Geneva nuclear accord gains important achievement of verification

Access granted to IAEA will give immediate indication of seriousness with which Tehran takes the deal, says proliferation expert.

Iran's Arak heavy water reactor 370 (photo credit: REUTERS)
Iran's Arak heavy water reactor 370
(photo credit: REUTERS)
The nuclear agreement signed with Iran provides for a major increase in the monitoring capabilities for the UN nuclear watchdog, allowing inspectors to conduct daily visits and unannounced inspections at the Islamic Republic’s most sensitive nuclear sites, according to nuclear proliferation experts.
“Verification is extremely important and perhaps the most important gain achieved” in the negotiations, said Hebrew University of Jerusalem Prof. Shlomo Aronson, who studies nuclear proliferation in the Middle East.

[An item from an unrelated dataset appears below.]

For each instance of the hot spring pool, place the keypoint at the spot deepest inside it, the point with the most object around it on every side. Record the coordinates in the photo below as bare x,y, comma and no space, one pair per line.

The access granted to the International Atomic Energy Agency will give an immediate indication about the seriousness with which Tehran takes the agreement, Aronson said.
“The actual implementation of this clause of the agreement depends on the next report that we should receive from Vienna from the IAEA, and they have their own, let’s say, experience with Iran cheating,” Aronson added.
Because of those provisions, Iran will have a hard time concealing its activities at established nuclear facilities, said Meir Litvak, the director of the Alliance Center for Iranian studies at Tel Aviv University.
But, he said, “if they have someplace [else] that the world doesn’t know about, that’s a different story.”
Iran’s previous efforts to conceal elements of its nuclear program make the IAEA part of the agreement all the more critical. In the agreement, inspectors are granted daily access to the Natanz and Fordow facilities.
Iran agreed to provide detailed information about the design of the Arak heavy water reactor, which observers fear could be used to develop plutonium for use in nuclear weapons.
“The kinds of information that the deal requires Iran to provide the IAEA... is a level of the information which the Iranians, since 2008, have not been willing to provide. The repeated requests by the IAEA to get this information, to allow the IAEA to comprehend the program... were rejected by Iran,” said Mark Hibbs, a senior associate at the Carnegie Endowment for International Peace’s Nuclear Policy Program.
“The biggest question mark for me in this entire deal is whether the Iranians will be able to deliver on their commitment to the IAEA,” he added.
The two other main aspects on the Iran side regard limits on the enrichment of uranium and a freeze on construction at the Arak reactor.
The stoppage at the Arak site is a victory from the Israeli point of view, said Uzi Even, professor emeritus at Tel Aviv University, who was involved in Israel’s nuclear research.
“That puts on hold what I consider the major threat to Israel,” he said, observing that plutonium from an active Arak facility could be more quickly installed into a missile, than a uranium effort.
On the other hand, Suzanne Maloney, a senior fellow at the Saban Center for Middle East Policy at The Brookings Institution in Washington, said the Arak freeze is “not insignificant, but I think it perhaps took on outsize importance.”
She said she doubted Iran could have finished construction on its own.